The study was issued in July as a working paper for the National Bureau of Economics Research. It is part of Oreopoulos’s work as co-chair of the education group at the Abdul Latif Jameel Poverty Action Lab (J-PAL) at the Massachusetts Institute of Technology. J-PAL’s objective is to improve the effectiveness of poverty programs by providing policy-makers with clear scientific results that help shape successful policies to combat poverty.
“This study is especially timely because there is currently a lot of discussion about how we can deal with the concerning situation caused by COVID-19 that makes learning conditions far from optimal,” says Oreopoulos. “The disruptions point toward a lower trajectory of learning, especially for those who are disadvantaged to begin with.”
The key, says Oreopoulos, is finding a way to make tutoring scalable. He cites a Harvard Kennedy School study that was done in partnership with three Italian universities. Volunteer tutors from the universities were randomly paired with students in schools recommended by their principals. The tutors received training online and provided three hours of weekly tutoring for two months.
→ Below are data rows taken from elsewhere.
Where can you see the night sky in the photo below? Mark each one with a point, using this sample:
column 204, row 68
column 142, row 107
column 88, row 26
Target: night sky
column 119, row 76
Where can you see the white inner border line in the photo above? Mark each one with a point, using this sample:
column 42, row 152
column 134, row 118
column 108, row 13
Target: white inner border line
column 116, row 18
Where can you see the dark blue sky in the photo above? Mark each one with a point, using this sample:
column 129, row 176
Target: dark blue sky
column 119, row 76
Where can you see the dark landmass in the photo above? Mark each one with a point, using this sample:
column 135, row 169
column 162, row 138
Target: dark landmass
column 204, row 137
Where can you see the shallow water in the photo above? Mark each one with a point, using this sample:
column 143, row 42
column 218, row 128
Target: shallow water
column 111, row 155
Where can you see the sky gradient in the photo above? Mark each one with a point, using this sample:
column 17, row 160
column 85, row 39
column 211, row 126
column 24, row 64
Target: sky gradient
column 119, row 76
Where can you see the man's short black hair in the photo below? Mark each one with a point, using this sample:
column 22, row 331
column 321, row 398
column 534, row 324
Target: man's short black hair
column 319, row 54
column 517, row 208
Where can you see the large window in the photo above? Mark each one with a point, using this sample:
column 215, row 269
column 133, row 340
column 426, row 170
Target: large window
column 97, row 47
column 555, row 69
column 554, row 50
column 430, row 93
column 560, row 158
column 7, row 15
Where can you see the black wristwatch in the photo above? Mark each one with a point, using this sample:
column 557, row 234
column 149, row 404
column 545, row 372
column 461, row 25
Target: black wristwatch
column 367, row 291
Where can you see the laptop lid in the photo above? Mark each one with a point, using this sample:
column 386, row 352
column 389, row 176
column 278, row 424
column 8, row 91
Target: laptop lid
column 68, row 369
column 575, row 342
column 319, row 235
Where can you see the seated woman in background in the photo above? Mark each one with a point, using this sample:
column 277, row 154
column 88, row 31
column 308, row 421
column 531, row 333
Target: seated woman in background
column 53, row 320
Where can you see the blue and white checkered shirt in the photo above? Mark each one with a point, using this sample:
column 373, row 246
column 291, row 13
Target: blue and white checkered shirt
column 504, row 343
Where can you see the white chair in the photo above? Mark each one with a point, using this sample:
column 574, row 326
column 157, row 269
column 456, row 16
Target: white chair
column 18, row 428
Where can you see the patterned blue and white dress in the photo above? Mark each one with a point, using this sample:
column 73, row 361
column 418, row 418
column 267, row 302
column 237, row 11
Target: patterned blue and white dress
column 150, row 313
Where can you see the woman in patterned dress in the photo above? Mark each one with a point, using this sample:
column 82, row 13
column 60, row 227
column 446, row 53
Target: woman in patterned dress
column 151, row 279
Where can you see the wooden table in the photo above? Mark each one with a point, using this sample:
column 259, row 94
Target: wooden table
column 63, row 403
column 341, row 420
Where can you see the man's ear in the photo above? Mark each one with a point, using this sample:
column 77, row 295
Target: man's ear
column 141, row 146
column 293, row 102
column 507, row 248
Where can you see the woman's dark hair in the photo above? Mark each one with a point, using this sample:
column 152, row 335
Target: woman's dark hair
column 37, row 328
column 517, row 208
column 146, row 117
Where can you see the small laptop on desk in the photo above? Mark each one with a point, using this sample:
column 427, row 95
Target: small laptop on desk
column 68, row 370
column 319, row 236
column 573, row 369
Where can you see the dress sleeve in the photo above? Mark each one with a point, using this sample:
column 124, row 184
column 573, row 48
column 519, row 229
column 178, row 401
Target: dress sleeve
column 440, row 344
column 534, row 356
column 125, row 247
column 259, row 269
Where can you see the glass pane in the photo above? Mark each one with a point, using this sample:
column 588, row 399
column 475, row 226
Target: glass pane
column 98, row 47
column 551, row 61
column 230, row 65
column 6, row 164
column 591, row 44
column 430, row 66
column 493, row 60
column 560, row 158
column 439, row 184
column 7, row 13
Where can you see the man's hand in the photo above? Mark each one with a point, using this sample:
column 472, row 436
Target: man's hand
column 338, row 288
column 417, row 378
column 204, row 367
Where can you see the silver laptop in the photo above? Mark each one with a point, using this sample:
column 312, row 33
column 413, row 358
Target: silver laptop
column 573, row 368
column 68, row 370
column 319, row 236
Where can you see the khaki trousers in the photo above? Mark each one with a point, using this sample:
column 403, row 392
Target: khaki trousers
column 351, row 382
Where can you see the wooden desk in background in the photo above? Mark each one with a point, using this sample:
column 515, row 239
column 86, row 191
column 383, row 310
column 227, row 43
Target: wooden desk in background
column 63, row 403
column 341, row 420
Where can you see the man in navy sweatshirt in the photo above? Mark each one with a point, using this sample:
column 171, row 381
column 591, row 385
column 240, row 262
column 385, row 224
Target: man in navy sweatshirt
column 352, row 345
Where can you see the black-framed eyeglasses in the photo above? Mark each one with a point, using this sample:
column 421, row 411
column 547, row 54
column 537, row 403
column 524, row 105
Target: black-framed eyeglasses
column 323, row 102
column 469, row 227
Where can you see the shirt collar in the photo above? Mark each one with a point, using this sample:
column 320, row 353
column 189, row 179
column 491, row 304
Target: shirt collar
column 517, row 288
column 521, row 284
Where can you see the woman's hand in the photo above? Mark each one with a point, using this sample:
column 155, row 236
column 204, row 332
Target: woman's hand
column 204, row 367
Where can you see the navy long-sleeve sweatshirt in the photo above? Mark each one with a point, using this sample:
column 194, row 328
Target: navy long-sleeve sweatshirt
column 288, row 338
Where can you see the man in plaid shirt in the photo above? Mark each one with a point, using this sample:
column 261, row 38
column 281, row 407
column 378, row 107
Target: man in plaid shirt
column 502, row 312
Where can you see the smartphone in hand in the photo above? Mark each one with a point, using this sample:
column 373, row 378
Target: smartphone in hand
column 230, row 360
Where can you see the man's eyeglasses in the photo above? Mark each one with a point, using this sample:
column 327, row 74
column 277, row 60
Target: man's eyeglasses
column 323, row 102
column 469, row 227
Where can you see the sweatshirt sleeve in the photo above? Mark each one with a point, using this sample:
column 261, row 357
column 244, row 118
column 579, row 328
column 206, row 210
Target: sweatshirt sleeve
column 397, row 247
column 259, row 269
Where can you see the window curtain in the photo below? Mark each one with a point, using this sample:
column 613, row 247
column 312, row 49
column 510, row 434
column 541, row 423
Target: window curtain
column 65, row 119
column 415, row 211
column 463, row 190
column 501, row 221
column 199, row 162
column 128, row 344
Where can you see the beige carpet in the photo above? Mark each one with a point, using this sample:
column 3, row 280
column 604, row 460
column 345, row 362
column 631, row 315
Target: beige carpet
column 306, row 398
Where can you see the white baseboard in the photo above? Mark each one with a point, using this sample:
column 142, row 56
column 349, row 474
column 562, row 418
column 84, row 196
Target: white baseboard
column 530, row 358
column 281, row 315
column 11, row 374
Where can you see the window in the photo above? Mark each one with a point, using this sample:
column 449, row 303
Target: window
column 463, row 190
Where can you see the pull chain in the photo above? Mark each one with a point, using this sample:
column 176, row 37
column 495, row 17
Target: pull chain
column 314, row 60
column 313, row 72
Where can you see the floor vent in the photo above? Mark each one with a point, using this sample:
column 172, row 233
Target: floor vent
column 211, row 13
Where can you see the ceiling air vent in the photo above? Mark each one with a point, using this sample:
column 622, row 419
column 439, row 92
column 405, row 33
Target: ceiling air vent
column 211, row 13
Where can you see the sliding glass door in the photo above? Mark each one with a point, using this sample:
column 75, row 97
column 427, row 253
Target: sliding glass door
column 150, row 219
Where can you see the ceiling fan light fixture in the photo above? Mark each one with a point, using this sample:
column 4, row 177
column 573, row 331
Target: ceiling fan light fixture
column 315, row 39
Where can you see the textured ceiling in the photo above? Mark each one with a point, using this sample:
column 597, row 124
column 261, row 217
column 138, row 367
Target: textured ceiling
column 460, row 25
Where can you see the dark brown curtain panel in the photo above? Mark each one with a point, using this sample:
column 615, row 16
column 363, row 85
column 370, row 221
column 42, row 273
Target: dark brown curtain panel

The students showed significant academic improvement in math, English and Italian, as well as improvements in non-academic outcomes including mental health and life satisfaction, as reported by the students, their parents and teachers.
“The program is exciting because it’s the kind we need right now,” says Oreopoulos, who is working with Karen Mundy, a professor at U of T’s Ontario Institute for Studies in Education, to set up a similar program in Canada.
He is also piloting a test of computer-assisted learning that simulates the tutoring experience, working with 10 teachers in Utah through the non-profit Khan Academy. They are using a program that allows students to work at their own pace and receive immediate feedback on their assignments and problems, which are based on the material discussed in class.
“This is free and scalable, so it might be worth considering scaling up,” Oreopoulos says. “I’m hoping to evaluate the program next year to provide evidence for whether teachers should be doing more of this.”